One area in which a lot of Batman movies stumble – and The Dark Knight excels – is in the secondary villain. Since Tim Burton introduced the Penguin and Catwoman in Batman Returns, almost every Batman movie has had two major villains. But in a lot of these cases, the secondary villain feels perfunctory or tacked-on. Nolan himself did this with Talia al Ghul in The Dark Knight Rises, a rare example of a tertiary villain. The Dark Knight uses its secondary villain effectively, as turning Harvey Dent into the amoral, murderous Two-Face is crucial to the Joker’s plan to destroy Batman’s optimistic ethos.
The ultimate takeaway from The Dark Knight is its definitive portrait of Batman himself. The Joker upstages Batman in a lot of his scenes, because Ledger’s performance is so mesmerizing, but The Dark Knight uses the Clown Prince of Crime’s reign of terror to create the quintessential character arc for Bruce Wayne. The Joker claims to be an agent of chaos, but he does have an agenda: he wants to prove to the citizens of Gotham that law and order is an illusion. He does so by demonstrating that the police are ineffective against his army of goons and corrupting Harvey Dent, but his ultimate goal is to remove the city’s last shred of hope by getting Batman to break his only rule.

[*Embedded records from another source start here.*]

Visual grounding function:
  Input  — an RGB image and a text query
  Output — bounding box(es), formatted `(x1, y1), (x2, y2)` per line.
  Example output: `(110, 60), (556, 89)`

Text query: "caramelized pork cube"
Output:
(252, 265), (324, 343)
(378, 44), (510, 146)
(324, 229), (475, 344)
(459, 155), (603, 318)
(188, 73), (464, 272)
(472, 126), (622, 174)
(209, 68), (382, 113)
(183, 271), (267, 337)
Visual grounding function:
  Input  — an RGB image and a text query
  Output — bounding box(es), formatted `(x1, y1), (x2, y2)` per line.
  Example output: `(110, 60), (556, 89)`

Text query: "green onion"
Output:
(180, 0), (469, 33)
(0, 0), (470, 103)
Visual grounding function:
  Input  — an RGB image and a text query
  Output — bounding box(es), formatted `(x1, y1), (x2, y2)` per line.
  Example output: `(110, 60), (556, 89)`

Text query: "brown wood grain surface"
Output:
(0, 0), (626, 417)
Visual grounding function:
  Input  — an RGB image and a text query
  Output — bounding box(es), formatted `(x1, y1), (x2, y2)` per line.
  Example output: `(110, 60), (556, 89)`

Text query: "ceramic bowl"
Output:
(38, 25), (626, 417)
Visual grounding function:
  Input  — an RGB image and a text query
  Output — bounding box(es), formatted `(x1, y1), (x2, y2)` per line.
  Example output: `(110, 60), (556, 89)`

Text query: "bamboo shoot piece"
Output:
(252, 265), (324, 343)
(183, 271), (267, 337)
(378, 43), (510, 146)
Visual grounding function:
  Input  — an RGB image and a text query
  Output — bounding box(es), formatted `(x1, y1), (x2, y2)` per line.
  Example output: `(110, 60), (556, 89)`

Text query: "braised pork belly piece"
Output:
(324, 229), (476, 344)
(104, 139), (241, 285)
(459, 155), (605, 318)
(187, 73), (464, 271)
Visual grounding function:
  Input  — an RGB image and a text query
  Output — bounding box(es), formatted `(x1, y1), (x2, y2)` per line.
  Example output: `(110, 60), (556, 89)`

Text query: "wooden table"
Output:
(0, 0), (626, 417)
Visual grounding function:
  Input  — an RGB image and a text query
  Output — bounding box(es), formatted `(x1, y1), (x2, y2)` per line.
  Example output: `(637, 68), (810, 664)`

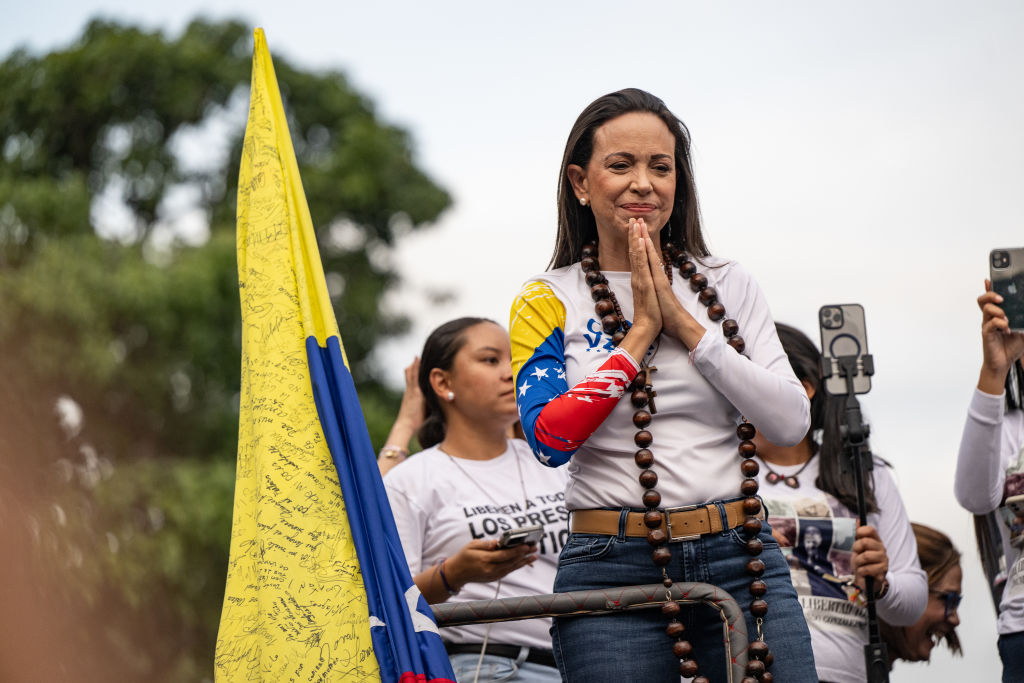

Zack Snyder and Ben Affleck’s subsequent take on Batman was initially promising: Affleck nailed the rage simmering beneath the surface of a grizzled, aging Bruce Wayne’s false identity, but we only got to see it in glimpses as Snyder was more interested in showing off his shotgun-toting Batman than exploring the broken man behind the mask. With The Dark Knight (and the other movies in his trilogy), Nolan made sure to spend as much time with Bruce Wayne as Batman in order to depict both sides of the coin and contrast them with each other. Bruce is faced with a barrage of ideological crises throughout The Dark Knight as the Joker gets in his head and makes him question every decision he’s ever made. A villain – especially the Joker – taking over Bruce’s life, consuming all his thoughts, challenging his moral code, is the ultimate Batman story. Batman’s sacrifice in the film’s unforgettable final scene, taking the fall for Dent and vilifying himself to preserve Dent’s image as Gotham’s symbol of hope, is the kind of sacrifice only Batman can make.